Il faut savoir que le directeur du tourisme local joue également un rôle en tant que décideur pour examiner l'ensemble des tenants et des aboutissants de la politique du tourisme ainsi que leur combinaison, il se doit «… d’organiser l’administration du

tourisme, de développer des campagnes de promotion, de normaliser, de légiférer, d’inciter financièrement et fiscalement […], autant d’actions correspondant à ce que l’on peut appeler les instruments des politiques du tourisme. » (Durand et al., 1994, p. 13). Ce

choix démontre souvent un parti pris idéologique ou politique qui favorise certains types de moyens sur les autres. Idéalement, les décideurs doivent évaluer les points forts et les faiblesses des instruments spécifiques ainsi que l'effet de l'idéologie, les valeurs sociales, l'éthique, la politique et l'économie de ces évaluations (William Theobald FF, 2012, p. 364).

Pour résumer la question des qualifications et des compétences professionnelles des APTL du tourisme dans le tourisme durable, la plupart des répondants ont conclu que la plus grande attention doit être accordée aux directeurs publics.

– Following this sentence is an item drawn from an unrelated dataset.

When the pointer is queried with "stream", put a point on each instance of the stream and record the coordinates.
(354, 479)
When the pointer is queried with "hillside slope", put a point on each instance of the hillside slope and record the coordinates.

En conséquence, le directeur du tourisme public joue un rôle primordial pour réfléchir sur les coûts et les avantages associés au sein d‘une destination touristique. Les directeurs touristiques doivent identifier les questions prioritaires en consultant les principaux groupes d'intervenants ; ils doivent faire émerger les indicateurs les plus pertinents pour ces questions, les clarifier et, si possible, mettre en œuvre la disponibilité des données et le coût pour les obtenir (Organisation mondiale du tourisme et Programme des Nations unies pour l'environnement, 2005, p. 178). En plus, sur le plan managérial, les directeurs doivent apprendre à se comporter au sein d‘un groupe de cultures différentes afin d‘en tirer tous les bénéfices et pour assurer une excellente culture d‘équipe – c‘est une source d‘innovation et de connaissances (Leroux & Pupion, 2014).